Islam and Politics.. From the Saqifah to the Modern Age

Ibrahim Essa's avatar Ibrahim Essa09-04-2025

In his weekly show on Alhurra’s digital platforms, writer and journalist Ibrahim Eissa dives into one of the most contentious questions in Islamic history: Religion and politics in Islam. For the outspoken Egyptian commentator, political power in Islam was never divine—it was always political. That is, until the moment “politics laid its hand on religion.”

The following is the episode’s text, re-edited for easier reading.

Just forty-eight hours after the Prophet Muhammad’s death, Islam was drawn into politics.
The Prophet passed away on a Monday and was buried on Wednesday. That same day, His companions, the Ansar and the Muhajirun, gathered to settle the question of succession.

The Muhajirun (“Emigrants”) were the early Muslims who left Mecca with the Prophet Muhammad to escape persecution, while the Ansar (“Helpers”) were the people of Medina who welcomed and supported them, forming together the first united Muslim community.

The meeting to decide Muhammad’s successor took place in the Saqifah (shed) of Banu Sa‘idah, a roofed assembly place belonging to the Banu Sa‘idah tribe in Medina. There, Abu Bakr and Umar ibn al-Khattab—two of the Prophet’s closest companions—arrived and joined a heated debate marked by arguments, raised voices, and sharp exchanges over who should receive the pledge of allegiance.

 The Saqifah Debate: Politics Without Revelation

What is striking—when one reads accounts of the Saqifah, whether in Sunni or Shia sources, is that not a single Qur’anic verse or prophetic hadith was cited in that decisive debate.
The conversation was entirely about worldly considerations: reason, logic, partisanship, and power. Religion was absent. It was a political struggle for authority, while religion continued on its own track—worship, law, theology, creed—concerned with the individual’s relationship with God.

Politics, however, would later seek legitimacy, weapons, and persuasion. And it was then that politics entered religion. Religion itself never entered politics; the Qur’an and authentic hadiths never outlined systems of government or political conflict. Politics took religion, seized it, and used it.

The Caliphate: A Secular Struggle in Religious Dress

Consider the succession of Abu Bakr, then Umar, then Uthman (the first three Muslim caliphs), None of these transitions was decided based on scripture. Umar himself devised a remarkable system by naming six men to choose his successor—a purely political mechanism.

The rebellion against Uthman (the 3rd caliph) too, was political. His critics opposed his policies, his appointment of relatives to governorships, and questions of wealth distribution. Religion was not the issue.

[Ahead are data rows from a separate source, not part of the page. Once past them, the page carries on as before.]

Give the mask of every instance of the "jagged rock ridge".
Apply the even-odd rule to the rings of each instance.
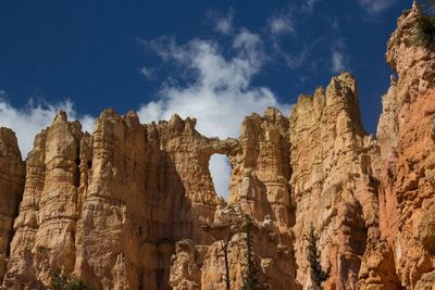
[[[238,139],[207,138],[192,118],[144,125],[113,110],[90,135],[60,112],[24,163],[1,128],[2,288],[46,289],[60,270],[99,289],[226,289],[226,244],[241,289],[249,220],[261,289],[315,288],[311,224],[325,289],[431,289],[435,58],[412,45],[420,15],[405,12],[388,42],[398,77],[376,138],[349,73],[301,96],[289,117],[247,116]],[[216,153],[232,165],[228,201],[210,176]]]

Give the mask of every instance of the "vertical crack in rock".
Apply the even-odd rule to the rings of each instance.
[[[435,55],[412,43],[421,13],[406,11],[388,42],[397,77],[377,139],[349,73],[301,96],[289,117],[245,117],[238,139],[207,138],[195,118],[144,125],[110,109],[90,135],[60,112],[24,164],[0,128],[1,289],[46,289],[58,270],[99,289],[240,289],[248,225],[262,289],[311,289],[311,223],[325,289],[432,287]],[[232,166],[227,202],[213,154]]]

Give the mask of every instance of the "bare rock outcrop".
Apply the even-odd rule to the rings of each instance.
[[[13,220],[22,199],[25,165],[15,134],[0,128],[0,280],[7,270],[7,260],[13,235]]]
[[[246,116],[237,139],[111,109],[89,134],[60,112],[24,163],[0,128],[0,288],[47,289],[60,272],[104,290],[241,289],[254,268],[259,289],[316,289],[312,224],[325,289],[433,289],[435,52],[413,42],[422,13],[406,11],[388,42],[397,76],[377,137],[349,73],[289,117]],[[226,201],[213,154],[231,163]]]
[[[380,177],[380,229],[387,242],[384,269],[397,275],[391,289],[431,289],[433,275],[434,238],[434,139],[435,117],[435,53],[415,46],[413,37],[422,10],[413,4],[398,20],[387,50],[387,62],[397,72],[391,87],[383,99],[377,137],[382,149]],[[375,252],[366,252],[370,265],[382,260]],[[388,261],[388,262],[387,262]],[[372,280],[378,287],[389,283],[373,270]],[[368,275],[362,275],[368,278]],[[381,275],[382,276],[382,275]],[[432,277],[432,278],[431,278]],[[374,282],[363,289],[376,289]],[[371,286],[373,285],[373,287]],[[425,285],[423,287],[423,285]],[[381,289],[378,288],[378,289]],[[382,288],[385,289],[385,288]]]
[[[344,73],[326,90],[301,96],[290,114],[297,280],[311,289],[307,261],[310,224],[320,234],[322,265],[330,268],[327,289],[357,289],[361,257],[378,237],[380,150],[362,128],[358,87]]]

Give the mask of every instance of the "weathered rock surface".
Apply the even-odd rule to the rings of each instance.
[[[228,270],[241,289],[249,240],[259,289],[315,289],[312,224],[325,289],[434,289],[435,53],[412,42],[421,13],[406,11],[388,42],[397,77],[376,138],[349,73],[301,96],[289,117],[245,117],[238,139],[113,110],[90,135],[60,112],[24,165],[1,128],[2,288],[47,289],[61,272],[98,289],[224,290]],[[213,154],[229,159],[227,201]]]
[[[388,42],[387,62],[398,76],[391,77],[391,87],[383,99],[377,131],[382,149],[380,229],[387,242],[385,248],[390,248],[384,251],[388,254],[380,264],[397,275],[396,289],[432,289],[426,286],[431,285],[435,262],[435,53],[413,45],[421,13],[415,3],[406,11]],[[365,253],[369,265],[376,260],[382,260],[378,251]],[[377,289],[390,285],[390,275],[385,279],[380,277],[382,273],[372,273],[373,279],[378,279]]]
[[[25,164],[15,134],[0,128],[0,280],[3,279],[12,239],[12,225],[23,194]]]
[[[357,83],[334,77],[313,97],[301,96],[290,114],[290,188],[297,280],[310,289],[304,235],[312,223],[320,234],[328,289],[356,289],[361,257],[377,230],[380,150],[361,125]]]

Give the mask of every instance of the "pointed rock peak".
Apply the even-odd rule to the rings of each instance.
[[[120,118],[121,116],[115,112],[115,110],[113,110],[113,108],[108,108],[100,114],[100,118],[110,118],[110,117]]]
[[[324,99],[325,98],[325,89],[323,87],[316,87],[313,98],[314,98],[314,100],[315,99]]]
[[[173,114],[170,119],[170,127],[173,128],[177,133],[182,133],[184,130],[185,122],[178,114]]]
[[[343,72],[338,76],[335,76],[331,79],[328,88],[333,88],[336,85],[340,87],[348,87],[356,94],[358,92],[358,85],[356,77],[349,72]]]
[[[66,123],[67,122],[67,115],[65,111],[59,111],[58,114],[55,114],[54,116],[54,123]]]
[[[188,117],[188,118],[186,118],[186,121],[185,121],[185,128],[187,129],[187,130],[195,130],[195,127],[197,126],[197,119],[195,118],[195,117],[192,117],[192,118],[190,118],[190,117]]]
[[[419,14],[423,13],[421,5],[415,0],[412,1],[411,12],[419,13]]]
[[[268,106],[268,109],[264,111],[264,117],[275,121],[276,118],[282,118],[283,113],[276,108]]]
[[[128,113],[123,116],[123,119],[134,126],[140,125],[139,116],[134,110],[128,111]]]

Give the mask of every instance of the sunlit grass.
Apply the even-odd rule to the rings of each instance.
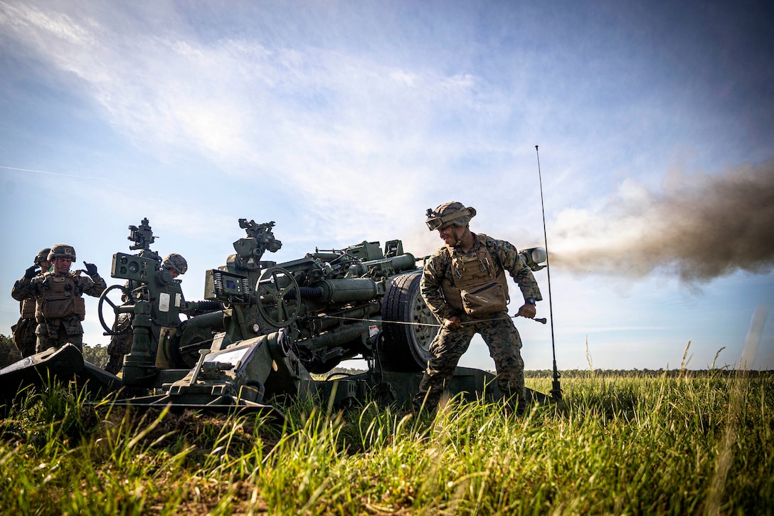
[[[550,379],[528,380],[546,392]],[[0,422],[4,514],[771,514],[774,377],[595,377],[516,417],[296,401],[259,418],[91,405]]]

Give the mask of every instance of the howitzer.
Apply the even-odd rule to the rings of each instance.
[[[421,260],[392,240],[383,250],[378,242],[362,242],[278,264],[263,260],[266,251],[282,247],[274,225],[239,219],[246,237],[234,243],[225,265],[206,272],[206,301],[194,303],[150,251],[147,219],[142,231],[130,226],[138,246],[131,249],[142,250],[114,255],[111,275],[127,284],[103,293],[99,318],[110,334],[115,325],[105,319],[105,304],[116,318],[131,314],[132,343],[121,384],[154,394],[123,403],[271,411],[263,402],[276,396],[320,394],[348,404],[368,393],[405,401],[417,390],[439,328],[420,295]],[[522,251],[533,270],[541,267],[541,252]],[[121,291],[122,303],[110,300],[111,290]],[[354,357],[365,359],[367,372],[329,381],[310,374]],[[115,377],[104,375],[100,381],[115,385]],[[448,387],[478,395],[493,378],[457,368]],[[496,395],[496,384],[485,390]]]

Even the conflict between Ali (The 4rd Caliph) and Mu‘awiyah (the founder and first caliph of the Umayyad Dinasty) centered not on faith but on politics. Mu‘awiyah demanded retribution for Uthman’s murder. Later, Mu‘awiyah sought to turn the caliphate into hereditary monarchy by naming his son as successor—a political act resembling the Caesars and Sassanid kings, not a decision grounded in revelation.

The Birth of Sects: Politics Creates Theology

Out of these struggles emerged sects. Supporters of Ali—later known as the Shia—responded to defeat and persecution under the Umayyads by building a religious doctrine around their political cause. Over time, oppression by Umayyad Caliphate (established in 661 CE) and Abbasid Caliphate (established in 750 CE) deepened these beliefs into a distinct theology.

The other side, too—the Umayyads, Abbasids, and what became the Ahl al-Sunnah (the major sect within Islam)—constructed their own religious framework to legitimize power. Politics used religion as a weapon, branding opponents as unbelievers or heretics, and executing them in the name of faith when the disputes were political.

The Ottoman Example: Declaring Muslims Infidels

Centuries later, when the Ottomans expanded, Sultan Selim I invaded Egypt. His motives were political: a strong empire swallowing a weaker one. But Egypt was ruled by the Mamluks—Muslims.

How to justify attacking fellow Muslims? Selim secured a fatwa declaring the Mamluks infidels, absurdly on the grounds that they stamped images on their silver coins. Thus, conquest was framed as an “Islamic war,” when in truth it was straightforward expansionism.

Modern Times: The Politics of Hakimiyya

In the modern era, the same pattern continues. The doctrine of hakimiyya (“sovereignty belongs to God”), developed by Pakistani Islamic scholar Abul A‘la Maududi (1903-1979), adopted by Sayyid Qutb, a famous influential Egyptian ideologue who established the theoretical basis for radical Islamism, and embraced by the Muslim Brotherhood and its founder Hasan al-Banna, Osama bin Laden (Al-Qaeda founder), Ayman al-Zawahiri (its second leader), and Hamas, represents another attempt to use religion for politics.

The slogans are familiar: “God’s rule must be established,” “Shari‘a is absent,” “Society is corrupt,” “The ruler is an unbeliever.” These claims are not theological revelations but political tools, designed to seize power.

Why They Reject Separation of Religion and State

So, does Islam itself prescribe politics? No. Neither Islam, Christianity, nor Judaism provides a system of politics. It is politics that co-opts religion.

And yet, when someone says: “There is no religion in politics and no politics in religion,” they are branded an unbeliever. Why? Because such a statement robs political actors of their most powerful weapon—religion as a tool of domination.

The cry that “Islam is both religion and state” serves one purpose: to justify political control. They cannot tolerate the idea that “Islam is a religion, while the state is civil,” because that strips them of their means of power.

This is why they demand you accept that Islam includes politics. To deny it is to invite their threats of violence.